[Caml-list] Bigarray access speed

Richard Nyberg

unread,

Aug 15, 2002, 6:57:07 PM8/15/02

to caml...@inria.fr

In the following small programs 3) is faster than 1) and 2), which run
equally fast. However, 4 is significantly slower than the rest. If you
change the line "a.{i} <- a.{i} + i" to "a.{i} <- i" the execution time
is halfed but it's still much slower.

Are access to Bigarrays slower when passed to functions? If so, is it
fixable? or is there some workaround?

I stumbled upon this while coding on a school assignment ((not too ;) fast
multiplication of large integers).

1)
let a = Array.make 1000000 0 in
for i = 0 to 999999 do
a.(i) <- a.(i) + i;
done;;

2)
let a = Array.make 1000000 0 in
let rec loop a i =
if i <= 999999 then begin
a.(i) <- a.(i) + i;
loop a (i + 1)
end in
loop a 0;;

3)
open Bigarray;;
let a = Array1.create int c_layout 1000000 in
Array1.fill a 0;
for i = 0 to 999999 do
a.{i} <- a.{i} + i
done;;

4)
open Bigarray;;
let a = Array1.create int c_layout 1000000 in
Array1.fill a 0;
let rec loop a i =
if i <= 999999 then begin
a.{i} <- a.{i} + i;
loop a (i + 1)
end in
loop a 0;;

-Richard
-------------------
To unsubscribe, mail caml-lis...@inria.fr Archives: http://caml.inria.fr
Bug reports: http://caml.inria.fr/bin/caml-bugs FAQ: http://caml.inria.fr/FAQ/
Beginner's list: http://groups.yahoo.com/group/ocaml_beginners

Joe HELL

unread,

Aug 16, 2002, 2:24:00 AM8/16/02

to rny...@it.su.se, caml...@inria.fr

Bigarray is designed to facilitate operation on large numerical array when
used with external C functions.

Pure caml use of bigarray is generally slower.

_________________________________________________________________
Chat with friends online, try MSN Messenger: http://messenger.msn.com

malc

unread,

Aug 16, 2002, 6:32:32 AM8/16/02

to Richard Nyberg, caml...@inria.fr

http://caml.inria.fr/archives/200110/msg00148.html

An aside(not all facts are cheked):

Bigarrays(of at least floats) can have a slight edge over normals arrays.
To get maximal speed of the inner loops data needs to be naturally
aligned. OCaml does nothing to enforce it for non-big arrays. Bigarrays on
the other hand are mmaped(4k on IA32) and you get perfectly aligned data
for free.

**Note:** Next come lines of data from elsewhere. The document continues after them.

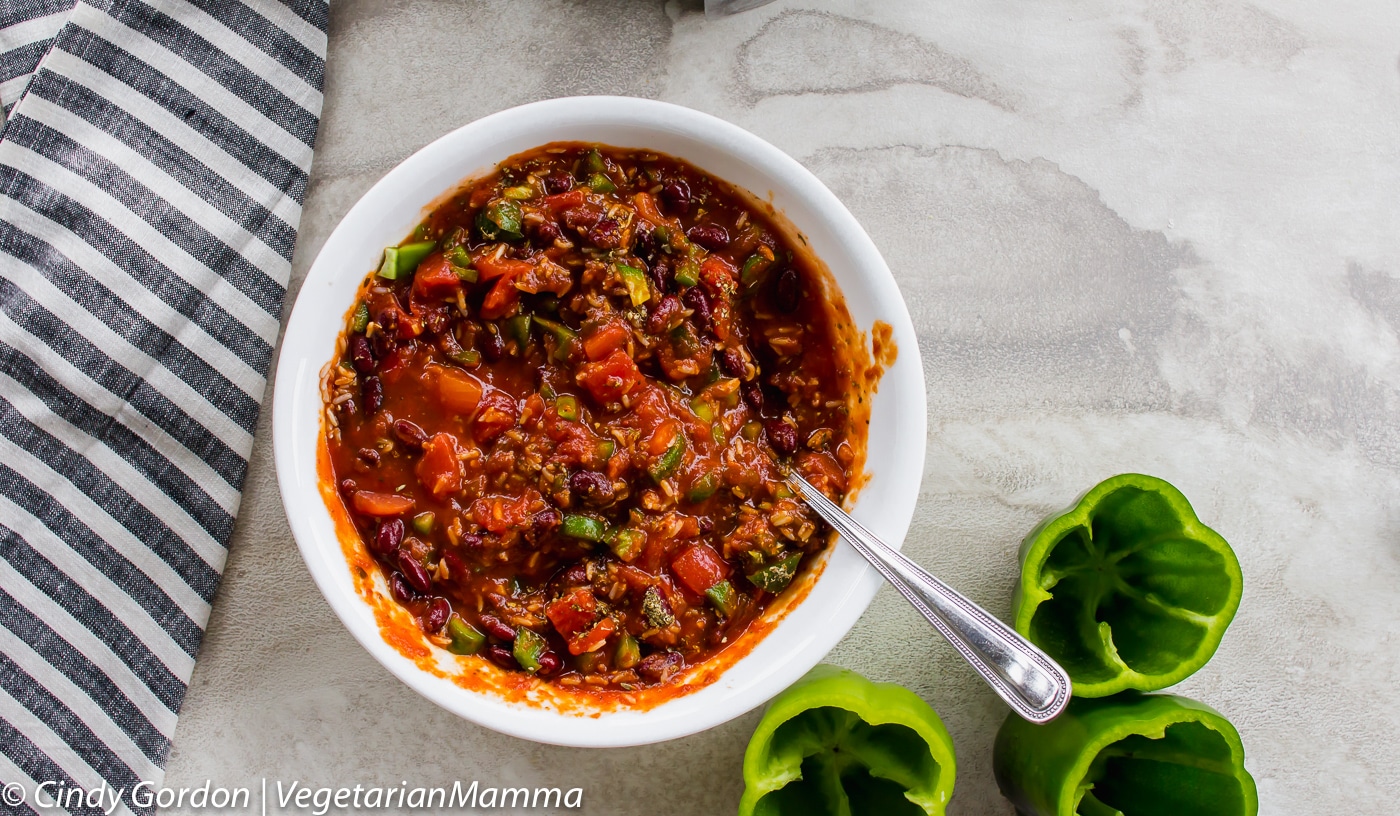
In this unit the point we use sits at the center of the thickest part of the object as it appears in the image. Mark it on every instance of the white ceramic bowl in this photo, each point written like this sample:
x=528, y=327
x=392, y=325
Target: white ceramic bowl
x=395, y=205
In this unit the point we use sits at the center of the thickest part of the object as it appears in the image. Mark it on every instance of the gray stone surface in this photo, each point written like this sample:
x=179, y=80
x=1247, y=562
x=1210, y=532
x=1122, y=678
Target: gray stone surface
x=1133, y=235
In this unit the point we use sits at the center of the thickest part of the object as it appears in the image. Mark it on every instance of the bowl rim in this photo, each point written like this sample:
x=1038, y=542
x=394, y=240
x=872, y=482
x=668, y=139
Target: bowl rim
x=801, y=188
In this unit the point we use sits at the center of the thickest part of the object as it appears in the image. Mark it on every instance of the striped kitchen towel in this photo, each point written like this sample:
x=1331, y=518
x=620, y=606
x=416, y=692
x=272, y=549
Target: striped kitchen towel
x=153, y=161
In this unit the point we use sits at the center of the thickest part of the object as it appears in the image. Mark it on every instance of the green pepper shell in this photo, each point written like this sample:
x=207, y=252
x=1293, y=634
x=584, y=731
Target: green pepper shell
x=837, y=743
x=1143, y=755
x=1127, y=589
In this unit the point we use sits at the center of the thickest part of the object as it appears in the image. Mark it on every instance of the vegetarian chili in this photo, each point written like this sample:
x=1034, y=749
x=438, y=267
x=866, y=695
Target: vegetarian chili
x=559, y=410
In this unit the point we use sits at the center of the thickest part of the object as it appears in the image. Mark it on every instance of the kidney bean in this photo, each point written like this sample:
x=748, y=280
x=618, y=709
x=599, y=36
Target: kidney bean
x=675, y=195
x=360, y=354
x=661, y=275
x=409, y=433
x=731, y=360
x=546, y=519
x=665, y=315
x=641, y=242
x=781, y=435
x=501, y=657
x=436, y=617
x=576, y=575
x=606, y=234
x=401, y=589
x=373, y=394
x=455, y=566
x=549, y=231
x=591, y=486
x=382, y=345
x=492, y=345
x=699, y=303
x=581, y=219
x=787, y=291
x=752, y=394
x=713, y=237
x=415, y=573
x=557, y=182
x=658, y=666
x=499, y=629
x=388, y=321
x=389, y=536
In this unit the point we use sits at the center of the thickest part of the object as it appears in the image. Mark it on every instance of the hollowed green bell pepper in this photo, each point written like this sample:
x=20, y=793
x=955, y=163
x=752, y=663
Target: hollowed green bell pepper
x=837, y=743
x=1130, y=755
x=1127, y=589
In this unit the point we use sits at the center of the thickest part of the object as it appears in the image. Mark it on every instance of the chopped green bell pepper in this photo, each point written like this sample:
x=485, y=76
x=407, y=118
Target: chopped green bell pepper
x=583, y=526
x=1137, y=755
x=837, y=743
x=724, y=596
x=517, y=329
x=655, y=610
x=500, y=221
x=703, y=487
x=563, y=336
x=626, y=543
x=402, y=261
x=466, y=640
x=629, y=652
x=776, y=575
x=667, y=465
x=1127, y=589
x=529, y=647
x=636, y=283
x=361, y=318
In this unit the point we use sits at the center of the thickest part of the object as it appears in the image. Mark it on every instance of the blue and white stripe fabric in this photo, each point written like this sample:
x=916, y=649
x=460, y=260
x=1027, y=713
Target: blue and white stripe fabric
x=153, y=161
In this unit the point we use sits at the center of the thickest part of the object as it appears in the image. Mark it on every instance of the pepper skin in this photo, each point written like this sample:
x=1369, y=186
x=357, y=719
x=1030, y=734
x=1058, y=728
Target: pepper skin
x=1127, y=589
x=1130, y=755
x=836, y=743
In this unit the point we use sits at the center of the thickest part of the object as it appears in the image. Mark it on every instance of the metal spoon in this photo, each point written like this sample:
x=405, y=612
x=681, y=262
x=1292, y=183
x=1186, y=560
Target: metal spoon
x=1033, y=685
x=725, y=7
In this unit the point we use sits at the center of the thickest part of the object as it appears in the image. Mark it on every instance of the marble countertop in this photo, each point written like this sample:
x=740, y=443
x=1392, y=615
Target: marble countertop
x=1145, y=235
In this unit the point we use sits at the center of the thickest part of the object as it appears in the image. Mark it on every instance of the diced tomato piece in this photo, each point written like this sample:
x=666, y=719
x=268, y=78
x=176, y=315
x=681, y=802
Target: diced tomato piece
x=573, y=613
x=534, y=409
x=647, y=209
x=608, y=380
x=499, y=414
x=434, y=279
x=560, y=202
x=459, y=391
x=371, y=503
x=489, y=266
x=499, y=514
x=501, y=300
x=440, y=470
x=718, y=275
x=699, y=567
x=637, y=580
x=594, y=638
x=823, y=472
x=605, y=340
x=661, y=438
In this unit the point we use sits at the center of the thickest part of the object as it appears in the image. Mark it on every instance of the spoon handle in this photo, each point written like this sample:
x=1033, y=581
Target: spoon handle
x=1033, y=685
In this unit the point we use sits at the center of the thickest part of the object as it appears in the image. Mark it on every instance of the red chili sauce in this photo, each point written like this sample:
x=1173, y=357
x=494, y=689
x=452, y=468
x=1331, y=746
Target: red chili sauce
x=559, y=410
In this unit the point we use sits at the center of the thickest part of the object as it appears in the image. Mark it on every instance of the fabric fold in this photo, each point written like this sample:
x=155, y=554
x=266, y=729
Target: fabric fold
x=153, y=163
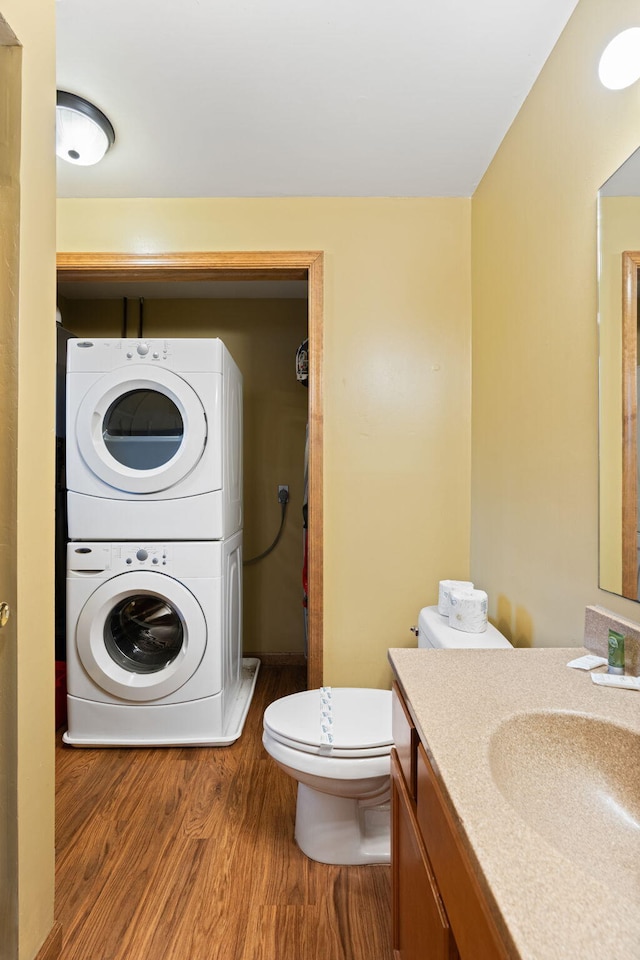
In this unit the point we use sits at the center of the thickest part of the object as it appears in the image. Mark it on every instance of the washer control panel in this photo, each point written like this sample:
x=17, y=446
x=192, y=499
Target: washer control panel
x=148, y=556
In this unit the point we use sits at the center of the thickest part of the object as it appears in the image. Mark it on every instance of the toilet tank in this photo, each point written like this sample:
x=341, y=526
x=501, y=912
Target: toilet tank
x=434, y=631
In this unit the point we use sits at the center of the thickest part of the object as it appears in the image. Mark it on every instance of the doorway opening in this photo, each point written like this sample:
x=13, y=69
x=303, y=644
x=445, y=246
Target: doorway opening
x=167, y=268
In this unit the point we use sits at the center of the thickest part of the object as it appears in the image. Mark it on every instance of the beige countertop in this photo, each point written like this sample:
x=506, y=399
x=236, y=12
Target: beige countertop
x=557, y=892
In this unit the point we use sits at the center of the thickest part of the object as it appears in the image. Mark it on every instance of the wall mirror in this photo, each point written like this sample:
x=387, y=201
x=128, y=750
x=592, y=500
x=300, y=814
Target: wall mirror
x=619, y=375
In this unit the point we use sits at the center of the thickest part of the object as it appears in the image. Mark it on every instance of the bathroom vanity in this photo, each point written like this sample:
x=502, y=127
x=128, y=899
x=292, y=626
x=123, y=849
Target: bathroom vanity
x=516, y=808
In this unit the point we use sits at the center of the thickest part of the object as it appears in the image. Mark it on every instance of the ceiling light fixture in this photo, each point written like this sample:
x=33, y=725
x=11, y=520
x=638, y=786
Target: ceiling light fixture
x=620, y=63
x=83, y=133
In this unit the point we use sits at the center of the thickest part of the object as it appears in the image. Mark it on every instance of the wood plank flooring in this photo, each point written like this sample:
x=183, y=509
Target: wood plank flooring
x=188, y=854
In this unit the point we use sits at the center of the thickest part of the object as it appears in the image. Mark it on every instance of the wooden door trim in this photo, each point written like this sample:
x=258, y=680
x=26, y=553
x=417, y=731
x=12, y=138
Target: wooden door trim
x=242, y=265
x=630, y=267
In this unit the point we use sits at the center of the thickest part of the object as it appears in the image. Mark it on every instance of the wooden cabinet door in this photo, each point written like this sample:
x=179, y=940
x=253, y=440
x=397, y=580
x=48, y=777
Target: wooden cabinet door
x=420, y=926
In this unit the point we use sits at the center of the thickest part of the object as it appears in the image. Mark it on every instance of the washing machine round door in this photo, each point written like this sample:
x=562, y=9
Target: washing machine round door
x=141, y=431
x=141, y=635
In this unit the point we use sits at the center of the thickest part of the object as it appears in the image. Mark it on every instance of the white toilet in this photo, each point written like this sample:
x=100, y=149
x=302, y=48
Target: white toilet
x=343, y=807
x=336, y=742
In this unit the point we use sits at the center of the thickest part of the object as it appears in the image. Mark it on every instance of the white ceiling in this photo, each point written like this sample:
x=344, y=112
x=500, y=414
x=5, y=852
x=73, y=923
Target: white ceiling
x=249, y=98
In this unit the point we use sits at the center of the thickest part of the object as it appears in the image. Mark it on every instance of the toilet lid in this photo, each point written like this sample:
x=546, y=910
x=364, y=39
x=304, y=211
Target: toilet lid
x=361, y=722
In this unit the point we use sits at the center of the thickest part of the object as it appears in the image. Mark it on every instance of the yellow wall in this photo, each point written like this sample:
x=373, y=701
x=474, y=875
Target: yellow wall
x=619, y=231
x=396, y=382
x=33, y=23
x=534, y=533
x=262, y=336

I was thinking that maybe Array can be extended with
make[create]_aligned, for speed/space tradeoff.

--
mailto:ma...@pulsesoft.com

Markus Mottl

unread,

Aug 16, 2002, 6:45:28 AM8/16/02

to malc, Richard Nyberg, caml...@inria.fr

On Fri, 16 Aug 2002, malc wrote:
> Bigarrays(of at least floats) can have a slight edge over normals arrays.
> To get maximal speed of the inner loops data needs to be naturally
> aligned. OCaml does nothing to enforce it for non-big arrays. Bigarrays on
> the other hand are mmaped(4k on IA32) and you get perfectly aligned data
> for free. I was thinking that maybe Array can be extended with
> make[create]_aligned, for speed/space tradeoff.

Additionally, it would also be nice to have a specialized "create"
function for (naturally unboxed) float arrays such that they need not
be initialized with a given float value. This may be beneficial for
algorithms that allocate work space whose contents is not necessarily
fully needed but filled on demand.

Regards,
Markus Mottl

--
Markus Mottl mar...@oefai.at
Austrian Research Institute
for Artificial Intelligence http://www.oefai.at/~markus

William Chesters

unread,

Aug 16, 2002, 7:12:28 AM8/16/02

to caml...@inria.fr

malc writes:
> To get maximal speed of the inner loops data needs to be naturally
> aligned. OCaml does nothing to enforce it for non-big arrays. Bigarrays on
> the other hand are mmaped(4k on IA32) and you get perfectly aligned data
> for free. I was thinking that maybe Array can be extended with
> make[create]_aligned, for speed/space tradeoff.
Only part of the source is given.